Assessing 2D electrophoretic mobility spectroscopy (2D MOSY) for analytical applications.

Electrophoretic displacement of charged entity phase modulates the spectrum acquired in electrophoretic NMR experiments, and this modulation can be presented via 2D FT as 2D mobility spectroscopy (MOSY) spectra. We compare in various mixed solutions the chemical selectivity provided by 2D MOSY spectra with that provided by 2D diffusion-ordered spectroscopy (DOSY) spectra and demonstrate, under the conditions explored, a superior performance of the former method. 2D MOSY compares also favourably with closely related LC-NMR methods. The shape of 2D MOSY spectra in complex mixtures is strongly modulated by the pH of the sample, a feature that has potential for areas such as in drug discovery and metabolomics.

Introduction

Nuclear magnetic resonance spectroscopy possesses unparalleled chemical selectivity that is often exploited for investigating complex molecular mixtures both in conventional areas of chemical analysis1, 2 and in newer fields like metabolomics and drug discovery.3, 4, 5 Yet, spectral resolution endowed to the NMR spectra by the chemical shift and the J‐coupling turns frequently out as insufficient. If that happens, one can gain additional selectivity by adding another spectral dimension, usually at the cost of longer experimental time. Most often, one performs two‐dimensional (2D) experiments that yield, via 2D Fourier transformation (FT), 2D spectra like COSY or HSQC. In such spectra, peak separation is increased by having stretched spectral intensity from a line to a plane on a manner that is most often via J‐couplings involved, selective to the particular site in a given molecule.
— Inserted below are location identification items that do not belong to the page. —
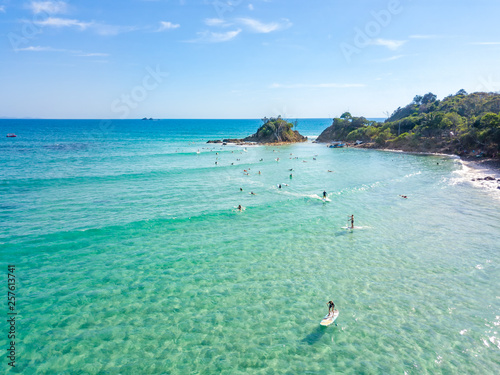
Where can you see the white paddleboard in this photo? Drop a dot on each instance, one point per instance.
(330, 318)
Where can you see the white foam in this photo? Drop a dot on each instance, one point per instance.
(474, 175)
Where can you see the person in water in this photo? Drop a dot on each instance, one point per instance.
(331, 307)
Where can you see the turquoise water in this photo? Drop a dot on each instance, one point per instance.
(132, 258)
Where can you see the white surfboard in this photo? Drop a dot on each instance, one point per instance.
(329, 318)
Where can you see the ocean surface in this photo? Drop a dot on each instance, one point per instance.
(132, 258)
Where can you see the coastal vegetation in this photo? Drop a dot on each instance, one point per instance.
(273, 130)
(462, 124)
(276, 130)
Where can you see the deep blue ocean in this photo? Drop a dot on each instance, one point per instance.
(131, 256)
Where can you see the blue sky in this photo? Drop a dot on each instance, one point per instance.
(240, 58)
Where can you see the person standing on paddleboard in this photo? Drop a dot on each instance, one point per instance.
(331, 307)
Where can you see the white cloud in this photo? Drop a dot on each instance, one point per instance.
(216, 22)
(48, 7)
(94, 54)
(424, 36)
(166, 25)
(36, 49)
(45, 49)
(316, 85)
(64, 22)
(391, 44)
(259, 27)
(51, 49)
(99, 28)
(487, 43)
(211, 37)
(392, 58)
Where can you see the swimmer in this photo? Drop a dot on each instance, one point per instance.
(331, 307)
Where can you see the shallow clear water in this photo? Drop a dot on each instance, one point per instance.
(132, 257)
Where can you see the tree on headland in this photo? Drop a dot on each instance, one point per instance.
(276, 129)
(460, 123)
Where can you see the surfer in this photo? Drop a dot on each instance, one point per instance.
(331, 307)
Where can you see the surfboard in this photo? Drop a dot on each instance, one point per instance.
(329, 318)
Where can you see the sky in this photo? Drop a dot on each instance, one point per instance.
(103, 59)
Another option is to modulate spectral peaks by some spectral parameter that differs from molecule to molecule. One such property is the self‐diffusion coefficient D manifesting itself in various versions of pulsed‐field‐gradient spin‐echo‐type (PGSE) experiments.6 In analytical applications, the acquired extra chemical selectivity is often visualized by 2D DOSY spectra7, 8 where, along one dimension (1D), the spectral peaks are placed according to their corresponding self‐diffusion coefficients. Producing such spectra involves not 2D FT along the diffusion/mobility axis but the method termed inverse Laplace transformation (ILT). Namely, the relation between a distribution p(D) of D and the resulting diffusional decay in a PGSE experiment is LT. Yet, inverting LT is, in contrast to FT, an ill‐posed mathematical problem with strong sensitivity to experimental noise.9, 10, 11, 12, 13 Practical ILT procedures seek, often via least‐square methods, a smooth p(D) that is consistent with the experimental data. Hence, the common core of ILT methods is a fitting procedure whose results are not unique and known to be prone of artefacts.9, 13 Superficially, the outcome is similar to that yielded by 2D FT – a 2D spectrum with peaks whose position in 1D is defined by the chemical shift and in the other dimension by D. The advantage with this type of presentation – relative to that by, say, simply marking the peaks in a 1D spectrum with their respective D values – is better visualization, particularly for overlapping peaks belonging to molecules with different D.1, 2, 8, 14, 15, 16, 17 Note that 2D DOSY is neither the sole nor the automatically preferred option for resolving this latter type of complications.18, 19, 20, 21

Yet, another option that explores molecular mobility for increased selectivity is coupling NMR directly to analytical systems with flow separation such as in chromatography and capillary electrophoresis.4, 22, 23, 24, 25, 26, 27, 28, 29, 30, 31, 32, 33, 34 Such methods, to large part collected under the umbrella of LC‐NMR, typically provide a time‐dependent series of spectra where, from the point of view of NMR, the increase of resolution arises from limiting the molecular species that at any time contribute to the spectrum. Arranging spectra as time series provides a 2D representation.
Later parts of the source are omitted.